2.2 Training the UNet
The training loop is also slightly modified at this point to minimize the loss on noise and also to normalize the timestep by the
total number of steps in the iterative denoising algorithm. In the end, the time-conditioned unet resulted in the following training loss curve:
2.3 Sampling from the UNet
Similarly, I also sampled some results after every 5 epochs. The sampling algorithm follows from t = 299 to t = 1 and iteratively
refines the noise estimation with some variance added via the beta scheduling list.
After the first epoch:
After the 5th epoch:
After the 20th epoch:
2.4 Adding Class-Conditioning to UNet
Even with the time conditioning (which produced much more legible results), it wasn't quite possible to indicate which number the noise should result in yet.

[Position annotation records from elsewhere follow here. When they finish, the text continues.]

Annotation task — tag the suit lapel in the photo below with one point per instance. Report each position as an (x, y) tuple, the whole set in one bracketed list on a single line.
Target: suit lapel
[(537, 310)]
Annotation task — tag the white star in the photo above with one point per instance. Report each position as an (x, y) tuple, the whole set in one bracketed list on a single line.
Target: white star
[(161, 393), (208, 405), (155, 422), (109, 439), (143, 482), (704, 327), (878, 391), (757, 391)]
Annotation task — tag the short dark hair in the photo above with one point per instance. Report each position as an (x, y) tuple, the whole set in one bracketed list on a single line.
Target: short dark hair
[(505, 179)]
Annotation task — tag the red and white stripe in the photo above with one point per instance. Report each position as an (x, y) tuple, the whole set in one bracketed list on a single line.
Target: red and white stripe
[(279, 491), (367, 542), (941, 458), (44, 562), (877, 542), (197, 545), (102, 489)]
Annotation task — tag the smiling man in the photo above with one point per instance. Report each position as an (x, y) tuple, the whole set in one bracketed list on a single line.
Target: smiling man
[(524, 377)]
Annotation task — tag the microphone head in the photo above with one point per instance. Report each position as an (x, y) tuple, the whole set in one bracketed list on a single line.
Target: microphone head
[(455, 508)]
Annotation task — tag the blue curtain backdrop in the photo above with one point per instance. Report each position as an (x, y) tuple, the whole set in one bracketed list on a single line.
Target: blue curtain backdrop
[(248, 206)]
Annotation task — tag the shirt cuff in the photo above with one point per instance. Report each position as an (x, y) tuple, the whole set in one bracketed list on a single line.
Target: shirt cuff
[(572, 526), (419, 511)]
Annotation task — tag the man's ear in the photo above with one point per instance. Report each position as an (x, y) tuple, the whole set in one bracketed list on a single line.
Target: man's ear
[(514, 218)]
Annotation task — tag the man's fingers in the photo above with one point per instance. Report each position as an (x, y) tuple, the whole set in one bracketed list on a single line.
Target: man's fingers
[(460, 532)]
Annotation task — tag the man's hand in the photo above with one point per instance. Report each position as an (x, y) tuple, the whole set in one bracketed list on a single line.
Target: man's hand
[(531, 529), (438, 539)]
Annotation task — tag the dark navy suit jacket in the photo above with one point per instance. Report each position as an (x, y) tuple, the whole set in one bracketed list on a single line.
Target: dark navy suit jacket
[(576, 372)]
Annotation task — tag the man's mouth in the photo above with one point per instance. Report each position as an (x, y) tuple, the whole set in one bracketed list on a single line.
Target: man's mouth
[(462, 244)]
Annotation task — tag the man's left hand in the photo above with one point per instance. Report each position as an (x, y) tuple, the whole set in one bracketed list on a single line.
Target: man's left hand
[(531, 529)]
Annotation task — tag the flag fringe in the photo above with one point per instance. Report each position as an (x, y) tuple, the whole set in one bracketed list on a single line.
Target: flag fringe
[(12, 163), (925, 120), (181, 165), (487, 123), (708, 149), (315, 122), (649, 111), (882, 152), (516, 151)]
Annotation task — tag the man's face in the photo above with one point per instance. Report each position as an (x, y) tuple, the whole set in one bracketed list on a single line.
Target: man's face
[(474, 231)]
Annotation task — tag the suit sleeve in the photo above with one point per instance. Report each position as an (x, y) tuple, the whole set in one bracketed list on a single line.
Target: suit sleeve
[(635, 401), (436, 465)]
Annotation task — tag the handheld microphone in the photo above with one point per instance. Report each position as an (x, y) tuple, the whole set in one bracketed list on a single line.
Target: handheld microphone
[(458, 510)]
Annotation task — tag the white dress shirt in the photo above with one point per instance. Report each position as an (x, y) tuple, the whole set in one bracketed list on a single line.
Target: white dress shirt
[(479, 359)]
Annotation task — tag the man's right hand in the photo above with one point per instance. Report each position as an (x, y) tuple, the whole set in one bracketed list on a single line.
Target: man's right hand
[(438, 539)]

Thus, I added another conditioning parameter to the model which was class. This class was also injected via a FC block and subsequently trained on the MNIST
training set. Following this training loop, I got the following training loss curve:
2.5 Sampling from the Class-Conditioned UNet
Using the same sampling technique as previously (but with the additional condition of 4 rows of 0-9 digits), I got the following result.
After the first epoch:
After the 5th epoch:
After the 20th epoch:
Conclusion
This was a super fun project and I learned a ton about neural nets and diffusion models. I wish I had more time to experiment with the bells & whistles!